Obviously, such an amendment will not be acceptable to the privileged permanent member states within the UNSC, esp. the USA, who have been bearing the major burden of the operational cost of the UN; most poorer countries have not been paying their due shares of the expenses. Unless, the operational cost is equitably shared by all the members states of the UN, such a proposition for the democratization of the world-body will be unviable. With the never-before added incentive of a representative voice now on international affairs, I would like to believe that all the states would feel obliged to pay their due share for the upkeep of a reformed UN.
It’s the month of Ramadan and is a good time to reflect upon a 1400-year-old hadith.

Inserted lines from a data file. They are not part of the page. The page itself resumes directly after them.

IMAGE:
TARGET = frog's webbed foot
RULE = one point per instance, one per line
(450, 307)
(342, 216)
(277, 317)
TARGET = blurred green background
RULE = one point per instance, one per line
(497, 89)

In the collection of Imam Bukhari, Nu’man bin Bashir (R) reported that the Prophet Muhammad (S) said, “The example of the person abiding by God’s order and restrictions in comparison to those who violate them is like the example of those persons who drew lots for their seats in a ship. Some of them got seats in the upper deck, and the others in the lower. When the latter needed water, they had to go up to bring water (and that troubled the upper deck passengers), so they said, ‘Let us make a hole in our share of the ship (and get water) so that we do not trouble the upper deck passengers.’ If the people in the upper deck left the lower deck passengers to do what they had suggested; then all the people of the ship would be destroyed, but if they had prevented them, then both parties would be safe.”

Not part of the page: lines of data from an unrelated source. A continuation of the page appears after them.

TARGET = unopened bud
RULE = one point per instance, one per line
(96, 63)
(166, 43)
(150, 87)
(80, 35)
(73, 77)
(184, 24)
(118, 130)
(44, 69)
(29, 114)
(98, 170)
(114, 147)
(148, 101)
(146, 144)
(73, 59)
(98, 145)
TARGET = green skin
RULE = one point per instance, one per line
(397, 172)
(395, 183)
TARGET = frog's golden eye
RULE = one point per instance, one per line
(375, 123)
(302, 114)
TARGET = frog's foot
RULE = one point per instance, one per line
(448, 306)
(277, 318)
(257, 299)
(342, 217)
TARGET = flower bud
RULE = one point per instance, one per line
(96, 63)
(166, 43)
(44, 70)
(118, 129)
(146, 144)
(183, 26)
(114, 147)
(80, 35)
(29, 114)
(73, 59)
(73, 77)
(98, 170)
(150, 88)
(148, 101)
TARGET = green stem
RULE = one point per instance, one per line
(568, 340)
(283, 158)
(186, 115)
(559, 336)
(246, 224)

The privileged P5 member states need to take a harder and deeper look at how their selfish interests, untenable as they are, can hurt us all in the long run unless they are willing to compromise and share with the underprivileged (non-P5) people of our mother ship, the earth.
Is a future world, run by war criminals, despots and aggressors, more desirable for their posterity? Can they afford to be untouched by the effects of global warming, water crisis, cyber insecurity, human migration and refugee problems that need wider cooperation from all? Hard compromises are necessary for greater good of humanity. Their leaders must realize that many of the global institutions, policies and procedures that their predecessors formulated are outmoded and are no longer serving the interest and welfare of humanity as a whole and that our systems of global governance are lagging far behind the movement towards global integration and interdependence. As global leaders, they must be willing to either radically reform them or create new alternatives that will ensure peace, security and well-being of all. They owe this to themselves and to future generations, failing which they will be condemned by history for their inaction.
There is no denying that the UN needs to be reformed. The status quo is both untenable and undesirable. Ignoring the obvious is not only stupid: it’s suicidal. The current impasse with the Ukraine Crisis should be a sufficient wakeup call to reform the UN immediately.